"Femme libre", Valérie Pécresse entend "relever la France"

"Femme libre", Valérie Pécresse entend "relever la France"
La présidente de la région Île-de-France Valérie Pécresse.

, publié le samedi 29 août 2020 à 14h55

L'ex-LR Valérie Pécresse prononçait un discours de rentrée de son mouvement Libres!.

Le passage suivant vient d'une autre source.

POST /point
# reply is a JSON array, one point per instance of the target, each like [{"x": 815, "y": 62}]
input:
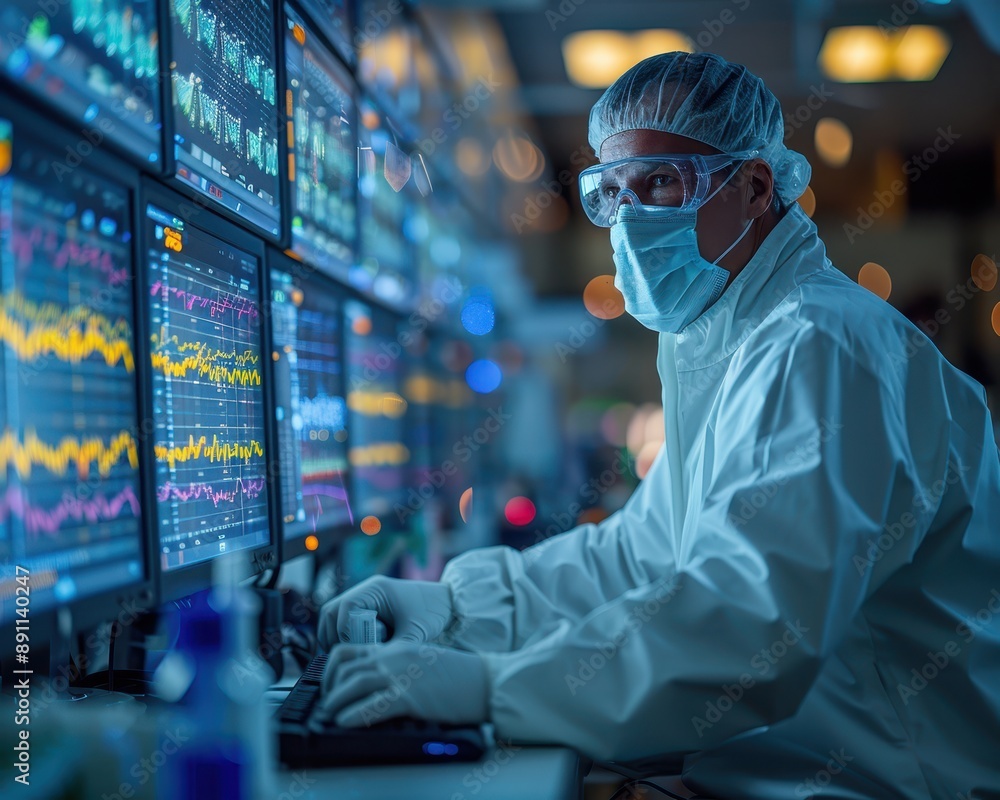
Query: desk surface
[{"x": 507, "y": 772}]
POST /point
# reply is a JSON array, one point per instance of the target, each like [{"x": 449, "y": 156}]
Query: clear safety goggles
[{"x": 654, "y": 185}]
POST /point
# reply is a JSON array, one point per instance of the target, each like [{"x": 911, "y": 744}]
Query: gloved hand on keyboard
[
  {"x": 415, "y": 611},
  {"x": 367, "y": 684}
]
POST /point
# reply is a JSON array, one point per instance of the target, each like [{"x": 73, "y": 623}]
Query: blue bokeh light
[
  {"x": 483, "y": 376},
  {"x": 478, "y": 316}
]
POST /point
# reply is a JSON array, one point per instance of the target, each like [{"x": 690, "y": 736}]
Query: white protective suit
[{"x": 805, "y": 589}]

Pour Valérie Pécresse (LR), la République est "menacée" dans sa "souveraineté" et son "autorité". La présidente de la région Île-de-France estime qu'il est une "ardente obligation, c'est désormais de la relever". Quelque 2.000 militants s'étaient réunis à Mennecy (Essonne), le même jour que la traditionnelle réunion des Républicains à La Baule.

"Nous voulons relever la République, nous voulons relever la France", a déclaré l'ancienne ministre de Nicolas Sarkozy, confiant ressentir "comme jamais l'impérieuse nécessité de construire avec (ses militants) un avenir qui n'est pas écrit d'avance".

"Le temps est peut-être venu de faire entendre la voix d'une femme libre", a-t-elle aussitôt ajouté, sans dire encore si elle serait candidate à l'Elysée.


"J'aspire à une France qui rassemble ses différences dans le vaste drapeau tricolore, et pour cela il faut que ce drapeau soit fermement tenu", a-t-elle encore dit en mettant l'accent la sécurité, à l'instar de toute la droite.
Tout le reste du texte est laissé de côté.